Rebels understands that. The Mirador Gallery show focuses on three underground artists with Chicano and Native backgrounds whose work relies on the iconic traditions of pinup art and graffiti, understands that. At its best, Rebels is an argument for the elevation of lowbrow, foreshadowing its transformation into a term of empowerment.

Nanibah Chacon's work makes up the bulk of the exhibition and is undoubtedly the most impressive on display. The painter devotes most of her energy to crafting memorable figures, but she isn't afraid of delving into symbolism.

"Azúcar," one of Chacon's most striking pieces, is a pinup-cum-portrait of a luscious beauty with a flower in her hair and large hoop earrings, playfully licking a pink, sugared skull. The subject's eyes are mischievous, as though she's actively choosing to exert her beauty on the viewer, rather than passively submitting to lustful observation.

Chacon's forte is amusing characterization. One series depicts four feisty, idiosyncratic luchadoras. Another set of complementary pieces, "Callejeros Martinez Town" and "Callejeros Barelas," features four head shots: two tattooed Chicano gangsters whistling, and two ladies reacting in very different ways. The blonde is clearly flattered by the attention, but the raven-haired woman raises an eyebrow warily. Chacon delivers her joke with engaging, relatable fluency.

Chacon's work features not only the subjects of lowbrow art, but also its rich palette. Her mastery of teals juxtaposed with deep, sensual pinks and oranges adds flavor and depth to her paintings.

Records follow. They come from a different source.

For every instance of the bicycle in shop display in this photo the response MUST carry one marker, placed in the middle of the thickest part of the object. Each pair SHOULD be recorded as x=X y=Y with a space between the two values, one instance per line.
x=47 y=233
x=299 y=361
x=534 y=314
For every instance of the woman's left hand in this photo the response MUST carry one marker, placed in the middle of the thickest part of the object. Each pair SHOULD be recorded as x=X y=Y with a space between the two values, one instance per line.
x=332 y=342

Unlike Chacon, Carlos "Mr. Went" Rodriguez—an artist whose background is graffiti lettering—keeps his palette coarse and bleak by relying on gray, silver, black and white. Rodriguez' three pieces in Rebels aren't much for original iconography, presenting oft-used motifs such as skulls, roses and crosses. But "Y Qué," his largest piece, is as cryptically affecting as its title suggests. Resembling a complex diary page, the canvas is filled with a list of names lettered in freehand, with stencilled symbols and words such as "redemption" sprawled errantly. Graffiti is a medium steeped in coded meaning—so much work must be illegible for a reason—but Rodriguez' piece urges the viewer to try his hand at deciphering its secrets.

The black-and-white marker drawings and stencil work by Douglas Miles, Rebels' final artist, are less moving.
Miles is fond of depicting a single archetype—a young woman with a staid, apathetic expression—and reusing this one image constantly does him no favors. Miles is willing to broach the idea of subtext (one piece is decorated with the words "Apaches," "Angels" and "Ascent"), but his pieces' subdued, repetitive quality fails to imbue their shadowy elements with worthwhile depth. Lowbrow art doesn't benefit from low-impact moves; on the contrary, the style's embrace of the proudly, pointedly brazen is what has propelled the label far beyond its humble roots.